Pal ne l’écouta, et il atteignit la berge.

— Grenouille, il faut continuer.

— Je m’appelle André.

— André, il faut continuer.

— Je n’en peux plus.

— André, il faut continuer. Ils te renverront si tu abandonnes.

— Alors j’abandonne ! (Il gémit.) Je veux rentrer chez moi, je veux revoir ma famille.

Il mit ses mains sur son ventre et ramena ses jambes contre lui.

— J’ai mal ! J’ai si mal !

— Où as-tu mal ?

— Partout.

Il souffrait du mal de vivre.

— J’ai envie de me foutre en l’air, souffla Grenouille.

— Ne dis pas ça.

— J’ai envie de me foutre en l’air !

Désemparé, Pal l’entoura de ses bras noueux et lui prodigua quelques mots réconfortants.

— J’abandonne, répéta Grenouille. J’abandonne et je rentre en France.

— Si tu abandonnes, ils ne te laisseront pas rentrer.

Et Pal, jugeant qu’il s’agissait là d’un cas de force majeure, brisa la promesse faite à Key et révéla l’insupportable secret :

— Tu iras en prison. Si tu abandonnes, tu iras en prison.

Grenouille se mit à pleurer. Pal sentit ses larmes couler sur ses bras, des larmes de peur, de rage et de honte. Et le fils entraîna la Grenouille avec lui pour qu’ils rejoignent les autres.

*

L’école préliminaire s’acheva en même temps que le mois de novembre, après un exercice final d’une rare intensité qui eut lieu dans la nuit glaciale. Max, faible depuis plusieurs jours, fut éliminé durant le parcours. Au retour de cette ultime épreuve, les stagiaires restants furent réunis dans le mess pour une collation, et le lieutenant Peter leur annonça qu’ils en avaient fini avec le Surrey. Ils se félicitèrent les uns les autres, puis ils allèrent fumer une dernière fois sur la butte.

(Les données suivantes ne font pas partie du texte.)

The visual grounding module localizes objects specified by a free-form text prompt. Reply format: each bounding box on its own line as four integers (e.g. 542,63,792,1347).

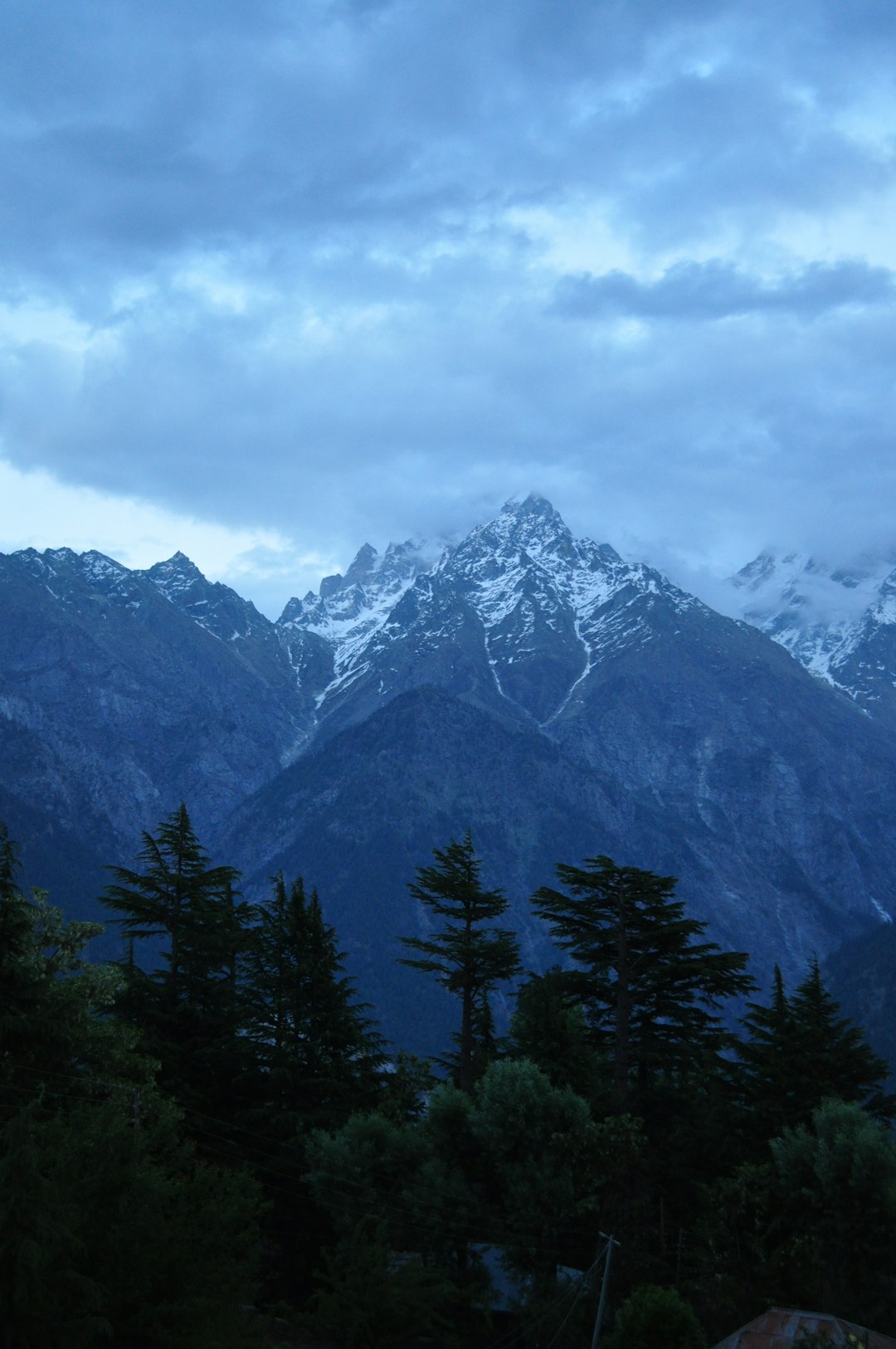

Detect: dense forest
0,806,896,1349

Cette nuit-là, Pal décida de ne pas rejoindre son dortoir où ses camarades dormaient déjà. Il traversa le couloir et s’en alla frapper à la porte de la chambre de Laura. Elle ouvrit et lui sourit. Elle posa un doigt sur sa bouche pour qu’il ne fasse pas de bruit et lui fit signe d’entrer. Assis sur un des lits, ils restèrent un instant à se contempler, fiers de ce qu’ils avaient accompli mais physiquement et moralement épuisés. Puis ils s’étendirent ensemble, Pal l’enlaça, et elle posa ses mains sur les mains qui l’enserraient.

6

À Paris, le père dépérissait, si seul sans son fils.

C’était la fin novembre, il y avait deux mois et demi que Paul-Émile était parti. Était-il arrivé à bon port ? Certainement… Mais que diable pouvait-il bien y faire à présent ?

Souvent, il allait en pèlerinage dans la chambre de son garçon, il regardait ses affaires. Il se demandait pourquoi il n’avait pas ajouté ce vêtement, ce livre ou cette jolie photographie dans son sac. Souvent il se maudissait.

Un dimanche, il avait redescendu du grenier les jouets d’enfance de Pal. Il avait installé dans le salon le grand train électrique, il avait sorti les tunnels en carton-pâte et les figurines en plomb. Plus tard, il avait même acheté de nouveaux décors.